Hey guys I've been working on getting my atlas 10f back up to par and there is a bit of slop in the cross feed and the compound is there a way to get rid of this? Also I noticed the compound moves a little at the ways but I adjusted the gibs to the point that it had no play by hand that I noticed i didn't want to over tighten it either also a good step by step on centering the tailstock would be great. Thanks in advance!

Richard


----------



## Bill C. (Jan 21, 2015)

deadfrednc said:


> Hey guys I've been working on getting my atlas 10f back up to par and there is a bit of slop in the cross feed and the compound is there a way to get rid of this? Also I noticed the compound moves a little at the ways but I adjusted the gibs to the point that it had no play by hand that I noticed i didn't want to over tighten it either also a good step by step on centering the tailstock would be great. Thanks in advance!
> 
> Richard



I usually tighten the compound feed since I seldom used it.  The cross-feed I don't tighten those gibs as much since I used them all the time. If you can turn the handle with a little resistance that is tight enough.

I centered tail-stock by putting a center in the tail-stock and spindle. Bring the tail-stock up to the chuck and align the two center points to rough in.  The witness marks on the back side of the tail-stock are approximate.  To zero in use a ground mandrel between centers. Used a indicator to zero in the tail-stock.  

Another method use a piece of stock about 1" in diameter, center the stock in a four jaw chuck then center-drill each end. Mount it between centers, using a drive dog, and turn about .010" off by 1" on both ends.  Measure the diameters to see the difference. Using a indicator measure the offset of the tail-stock. Re-cut both diameters and re-measure the diameters to see if more adjustment is needed. It sounds confusing but after a little practice it will be second nature.


----------



## wa5cab (Jan 21, 2015)

If you have more than 0.010" of backlash in either crank, you can try to adjust that lower.  But even with new feed screws and nuts, you aren't going to get it under about 0.010".

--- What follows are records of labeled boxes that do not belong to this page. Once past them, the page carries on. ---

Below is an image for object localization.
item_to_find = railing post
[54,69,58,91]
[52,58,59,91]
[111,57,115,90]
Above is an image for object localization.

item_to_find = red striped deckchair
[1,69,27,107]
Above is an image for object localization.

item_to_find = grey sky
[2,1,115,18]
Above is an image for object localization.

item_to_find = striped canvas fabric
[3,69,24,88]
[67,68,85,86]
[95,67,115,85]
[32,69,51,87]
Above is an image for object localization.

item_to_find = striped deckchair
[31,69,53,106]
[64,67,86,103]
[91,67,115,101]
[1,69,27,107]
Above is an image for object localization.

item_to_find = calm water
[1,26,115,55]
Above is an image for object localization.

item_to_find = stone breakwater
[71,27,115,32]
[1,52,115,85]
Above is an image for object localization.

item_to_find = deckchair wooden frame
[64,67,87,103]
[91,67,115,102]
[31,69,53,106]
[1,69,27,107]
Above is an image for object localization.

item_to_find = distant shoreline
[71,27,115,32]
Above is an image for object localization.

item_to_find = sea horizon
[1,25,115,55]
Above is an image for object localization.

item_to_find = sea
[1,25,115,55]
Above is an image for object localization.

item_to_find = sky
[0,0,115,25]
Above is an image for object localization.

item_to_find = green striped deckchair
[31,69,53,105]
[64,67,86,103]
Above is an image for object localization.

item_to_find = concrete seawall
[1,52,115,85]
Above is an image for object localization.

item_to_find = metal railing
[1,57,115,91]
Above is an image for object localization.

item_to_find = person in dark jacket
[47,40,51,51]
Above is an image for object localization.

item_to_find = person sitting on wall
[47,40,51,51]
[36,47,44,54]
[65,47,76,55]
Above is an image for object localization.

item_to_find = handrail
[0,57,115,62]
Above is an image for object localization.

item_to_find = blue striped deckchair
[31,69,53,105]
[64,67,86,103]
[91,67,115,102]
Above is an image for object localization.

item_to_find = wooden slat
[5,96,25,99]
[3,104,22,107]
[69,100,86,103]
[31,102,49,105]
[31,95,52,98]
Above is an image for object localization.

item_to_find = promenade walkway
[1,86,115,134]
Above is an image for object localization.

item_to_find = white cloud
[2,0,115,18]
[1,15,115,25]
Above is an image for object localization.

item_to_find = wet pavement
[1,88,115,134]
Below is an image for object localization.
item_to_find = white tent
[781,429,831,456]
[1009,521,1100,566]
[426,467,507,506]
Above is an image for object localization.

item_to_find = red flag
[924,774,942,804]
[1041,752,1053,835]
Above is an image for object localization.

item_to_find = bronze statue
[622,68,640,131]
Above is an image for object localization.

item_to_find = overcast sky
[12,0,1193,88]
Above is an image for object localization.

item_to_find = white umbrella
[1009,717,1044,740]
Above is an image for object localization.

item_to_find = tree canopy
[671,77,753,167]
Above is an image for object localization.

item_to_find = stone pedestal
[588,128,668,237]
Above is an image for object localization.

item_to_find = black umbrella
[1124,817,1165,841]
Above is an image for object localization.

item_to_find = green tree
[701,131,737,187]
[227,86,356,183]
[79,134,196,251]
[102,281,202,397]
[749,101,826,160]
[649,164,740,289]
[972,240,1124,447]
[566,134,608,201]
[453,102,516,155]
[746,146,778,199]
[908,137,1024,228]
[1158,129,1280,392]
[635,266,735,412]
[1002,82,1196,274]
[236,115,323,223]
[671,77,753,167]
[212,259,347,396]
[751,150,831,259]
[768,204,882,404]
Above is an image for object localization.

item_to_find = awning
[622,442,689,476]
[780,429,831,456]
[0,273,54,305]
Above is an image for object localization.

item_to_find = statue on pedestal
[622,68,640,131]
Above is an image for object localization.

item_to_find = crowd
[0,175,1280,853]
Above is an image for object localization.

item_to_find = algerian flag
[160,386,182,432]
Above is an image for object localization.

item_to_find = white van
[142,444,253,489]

On both the cross slide feed and compound feed, there is a special hex nut that retains the crank, and between the crank and dial, a lock nut and star lock washer.  Adjusting the lock nut on the cross slide is best done with the cross slide run completely off of the cross feed screw.  Find a thin enough open end wrench that fits onto the lock nut without jamming between the crank and dial.  And a box end wrench for the crank nut.  Immobilize the crank and loosen the crank nut slightly.  With the thin open end wrench, tighten the lock nut one flat.  Still without moving the crank, tighten the crank nut.  Turn the crank and see how it feels.  It shouldn't spin but should take virtually no effort to turn.  Repeat until there is a noticeable drag when turning the crank a few degrees.  Back the lock nut out 1/2 a flat.  Re-engage the feed nut and feed screw and check back lash with the dial.  That's as good as it is going to get.

Robert D.


----------



## deadfrednc (Jan 21, 2015)

Great thank you guys I'll be in the shop tomarrow trying this out


----------



## Kernbigo (Feb 2, 2015)

This is a nut i did on my south bend, but also did a atlas, if the screw is good you can reduce the end play to nothing.


----------